Wednesday, July 18, 2012

360º of MOZART

Wolfgang Amadeus Mozart, here, reporting from NYC in the 21st Century, and I must say, it is a bit more exciting than Vienna in the 18th.  Of course, back then Americans were preoccupied with asserting their independence, and not much concerned with culture.  But now - oh, my dear, the new world's innovations in music and concert presentations literally make my heart dance!  I must thank Mme. Moreno for providing me with the most exciting evening I've experienced in centuries.    

MM:  That concert was over two weeks ago, Amade.  A little late in your posting, aren't you?

WAM:  My dear, I see no room for criticism on your part, considering that you have not been heard from in well over a year.

MM:  Touche.  Anyway, I'm happy you enjoyed the concert.  I certainly did.  But then, you know I always love hearing your music.  Especially the work you composed during your Vienna days.

WAM:   Enjoyment is too modest a word for the emotions I felt whilst observing my Act I Finale from Don Giovanni performed in a most unique venue.  I believe "enraptured" would be more appropriate.  I must congratulate your generation on its innovation in concert programming, particularly as it applies to my music.
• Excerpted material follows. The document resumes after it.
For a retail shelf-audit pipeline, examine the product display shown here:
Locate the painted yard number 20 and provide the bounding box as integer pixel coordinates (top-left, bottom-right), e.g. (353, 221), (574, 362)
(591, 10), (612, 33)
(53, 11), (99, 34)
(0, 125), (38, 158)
MM:  My friend is referring to the NY Philharmonic's concert presented in the drill room at the Park Avenue Armory on June 30, billed as "Philharmonic 360."  It was surround sound without benefit of Bose speakers.  And it was enhanced by lighting and living theater.

As we entered the drill room, we were greeted by a display of statues depicting women in 18th century gowns and powdered wigs.  At least I thought they were statues, until one by one, they started making subtle gestures like winks, smiles, and unobtrusive head turns.
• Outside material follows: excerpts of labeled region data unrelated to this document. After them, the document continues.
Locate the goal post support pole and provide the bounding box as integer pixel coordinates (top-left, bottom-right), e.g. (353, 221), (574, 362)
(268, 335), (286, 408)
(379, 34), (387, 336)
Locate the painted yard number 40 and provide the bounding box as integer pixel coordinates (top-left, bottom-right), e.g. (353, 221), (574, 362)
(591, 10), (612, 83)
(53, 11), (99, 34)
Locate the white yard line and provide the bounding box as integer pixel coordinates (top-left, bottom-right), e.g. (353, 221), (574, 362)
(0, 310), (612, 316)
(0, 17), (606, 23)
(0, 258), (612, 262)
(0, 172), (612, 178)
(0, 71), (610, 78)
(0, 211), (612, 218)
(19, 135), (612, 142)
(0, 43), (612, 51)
WAM:  I could have sworn I saw my dear little wife, Constanze, in the milieu.

MM:  The audience was seated on risers, set up stadium style, with three stages for the orchestra interspersed among them.  There were also ensembles set up on a catwalk on either side of the room, as well as a group of woodwinds and percussion within our section.  The idea here was to perform spatial music the way the composers originally intended.

WAM:  My Don Giovanni Act I finale takes place in the scoundrel's castle, where he is entertaining a large group of guests that consists of both peasants and aristocracy.  I, in my genius, succeeded in composing a score that consists of three orchestras playing simultaneously in three different styles:  There was the main orchestra, usually seated in the pit, accompanying the arias and recitative, and two off-stage orchestras, one playing a minuet in 3/4 time for the aristocrats' dance of preference, the other playing a countredance in 2/4 time, popular among what you might now call the "middle class."  Later, another ensemble joins in, playing a German teisch, so popular among the peasants.
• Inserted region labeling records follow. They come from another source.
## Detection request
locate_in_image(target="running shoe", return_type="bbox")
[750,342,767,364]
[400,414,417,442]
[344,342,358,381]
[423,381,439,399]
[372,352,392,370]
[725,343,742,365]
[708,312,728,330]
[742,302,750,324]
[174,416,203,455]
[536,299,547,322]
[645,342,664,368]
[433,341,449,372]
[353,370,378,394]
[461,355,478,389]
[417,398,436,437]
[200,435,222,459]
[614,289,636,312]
One might think that this would result in a cacophony, and in the hands of a lesser composer it might well have.  But I managed to weave all these disparate elements into harmonious bliss. 

MM:  Yes, you did, and the way the Philharmonic presented it was blissful, as well.  Before the Don Giovanni, the orchestra(s) played two other spatial pieces, by Gabrieli and Pierre Boulez.  While the setting up for the Mozart, the audience's attention was distracted by the living "statues," who ran into the room and performed a little theater, engaging with the audience members who were seated in the middle of the room, and pretending to sip champagne.  It turned out that these people were the chorus that accompanied the soloists.

Several of the soloists were seated, unnoticed, among the audience and would simply stand up at the appropriate times for their entrances and sing as they made their way down to the center of the room.  

WAM:  I couldn't have staged it better myself.  Well, I really couldn't, because the Vienna Staatsopera would not have allowed such intricate choreography.

MM:  The evening was rounded out by Stockhausen's Groupen, written for three orchestras, and Charles Ives "The Unanswered Question," a riveting piece that features the strings and woodwinds playing pianissimo and a lone trumpet repeating its poignant question throughout.  I left the Armory feeling as if I'd just had a gourmet musical meal, and so grateful to be living in New York.

WAM:  Yes, my dear, I will agree that your New York is growing on me, as well.  What's on for us next?

MM:  Tonight,  Madama Butterfly in the park!

WAM:  Hmm...yes, Puccini has his charms, as well.